Using This Comedian Marketing Strategy For Mainstream Success
How do you use this comedian marketing strategy to create mainstream success? Perhaps counter-intuitively, comedians must serve a niche before they can ever hope to create mainstream success. Steve Martin is an excellent example of how this comedian marketing strategy can be used to go mainstream. He’s one of the most popular comedians and movie stars of all time. Steve Martin got his start by going the opposite direction of other comedians at the time. While other comedians creating “angry” stand-up comedy (much due to the Vietnam War), Steve Martin became the silliest comedians ever seen. He served a demographic that was so small they didn’t really exist at first. He learned how to be an irreplaceable comedian in the “silly comedy” niche. Nobody in the world could possibly get close to his ability to serve this niche. In fact, the beauty of the plan is that no comedian at that time even wanted to compete with him. Why compete over a tiny demographic when they could strive for mainstream success by appealing to everyone? While these comedians struggled throughout their career to serve the audience better than all their competitors, Steve Martin was a gigantic fish in a very tiny pond. He worked for over 10 years in a niche all alone (with the exception of Albert Brooks, who also got famous this way) before the first “look-a-likes” came out of the woodwork. But by then it was already too late. No comedian could possibly hope to enter a new niche and compete head-to-head with a comedian that’s been serving it relentlessly for over 10 years.
So how did Steve Martin go mainstream? A niche doesn’t stay tiny forever. Once a comedian becomes proficient at making people laugh in a niche (and yes, it does take time) then audience members will begin relentlessly spreading the word. This means a comedian can gain several fans by leveraging each original fan just by being unique. Each friend tells more friends. Not because you’ve asked them to but because they want to share your material with their friend. Eventually, the group swells so large that it brings in people that don’t have the same type of humor, but are willing to give it a try (how this occurs is described in great depth in Faster & Funnier: A Comprehensive Guide to a Great Career in Comedy). To go back to our example, eventually Steve Martin had such a large fan base of people who enjoyed silly comedy that it gained notice from people outside the niche. All of a sudden, people who enjoyed the serious comedy of the day found themselves with an entirely new genre they could fall in love with. Each new audience member created more and more momentum until the system tipped and Steve Martin went mainstream, eventually selling out more arenas than anyone at the time.

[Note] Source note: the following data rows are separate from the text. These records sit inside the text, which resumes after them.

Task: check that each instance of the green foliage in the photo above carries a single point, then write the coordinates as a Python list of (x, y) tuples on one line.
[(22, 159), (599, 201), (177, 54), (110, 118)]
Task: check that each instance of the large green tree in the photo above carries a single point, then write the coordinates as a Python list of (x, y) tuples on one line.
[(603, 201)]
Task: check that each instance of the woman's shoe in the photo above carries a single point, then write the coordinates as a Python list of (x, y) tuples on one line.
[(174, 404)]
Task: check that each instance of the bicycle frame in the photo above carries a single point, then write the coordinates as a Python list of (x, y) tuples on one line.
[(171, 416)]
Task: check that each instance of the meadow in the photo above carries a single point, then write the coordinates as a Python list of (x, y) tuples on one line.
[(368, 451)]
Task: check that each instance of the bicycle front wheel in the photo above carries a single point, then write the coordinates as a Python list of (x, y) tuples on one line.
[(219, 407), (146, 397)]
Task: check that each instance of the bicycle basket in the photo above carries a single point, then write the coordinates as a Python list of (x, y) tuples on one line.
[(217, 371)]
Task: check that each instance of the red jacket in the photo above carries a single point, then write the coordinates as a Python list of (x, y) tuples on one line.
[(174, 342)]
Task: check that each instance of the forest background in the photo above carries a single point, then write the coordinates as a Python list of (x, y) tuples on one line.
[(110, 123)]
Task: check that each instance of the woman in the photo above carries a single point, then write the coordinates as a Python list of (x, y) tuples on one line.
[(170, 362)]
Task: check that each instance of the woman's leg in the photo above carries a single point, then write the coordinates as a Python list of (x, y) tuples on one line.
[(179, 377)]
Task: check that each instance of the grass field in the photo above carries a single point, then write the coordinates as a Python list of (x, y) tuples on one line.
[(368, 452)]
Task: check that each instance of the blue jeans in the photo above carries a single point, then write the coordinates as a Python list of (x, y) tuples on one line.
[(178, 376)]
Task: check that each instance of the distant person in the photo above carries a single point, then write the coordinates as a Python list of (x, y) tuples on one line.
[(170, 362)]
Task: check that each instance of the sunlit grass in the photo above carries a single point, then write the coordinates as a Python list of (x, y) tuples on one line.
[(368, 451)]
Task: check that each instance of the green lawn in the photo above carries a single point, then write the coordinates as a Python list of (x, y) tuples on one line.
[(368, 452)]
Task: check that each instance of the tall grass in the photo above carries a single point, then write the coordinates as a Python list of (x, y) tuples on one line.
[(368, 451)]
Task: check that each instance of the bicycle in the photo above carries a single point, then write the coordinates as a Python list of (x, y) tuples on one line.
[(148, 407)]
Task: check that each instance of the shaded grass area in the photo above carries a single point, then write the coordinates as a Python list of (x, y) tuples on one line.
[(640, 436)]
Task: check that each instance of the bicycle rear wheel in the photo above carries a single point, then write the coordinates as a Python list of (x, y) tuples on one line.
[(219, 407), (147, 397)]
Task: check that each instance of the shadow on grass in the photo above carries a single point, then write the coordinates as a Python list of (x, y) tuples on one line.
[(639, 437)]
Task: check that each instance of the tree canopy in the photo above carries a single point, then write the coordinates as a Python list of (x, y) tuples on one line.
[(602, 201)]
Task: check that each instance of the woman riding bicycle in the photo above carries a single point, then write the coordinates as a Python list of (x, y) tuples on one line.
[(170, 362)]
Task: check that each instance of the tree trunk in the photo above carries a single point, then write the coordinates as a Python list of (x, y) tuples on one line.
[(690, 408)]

Comedian Marketing Without Differentiating Yourself
Contrast this with the usual comedian marketing strategies. The majority of comedians try to create their fan base one fan at a time. If they’re undifferentiated then there’s practically zero chance that an audience member will remember him or want to bring him up in a conversation to a friend. That means the undifferentiated comedian can only gain one fan at a time. It’s simply impossible to create massive success using this comedian marketing strategy.
Think of it this way. There are over 300 million people in the US alone. How many people do you really need to be your fans in order to make a 6-figure income?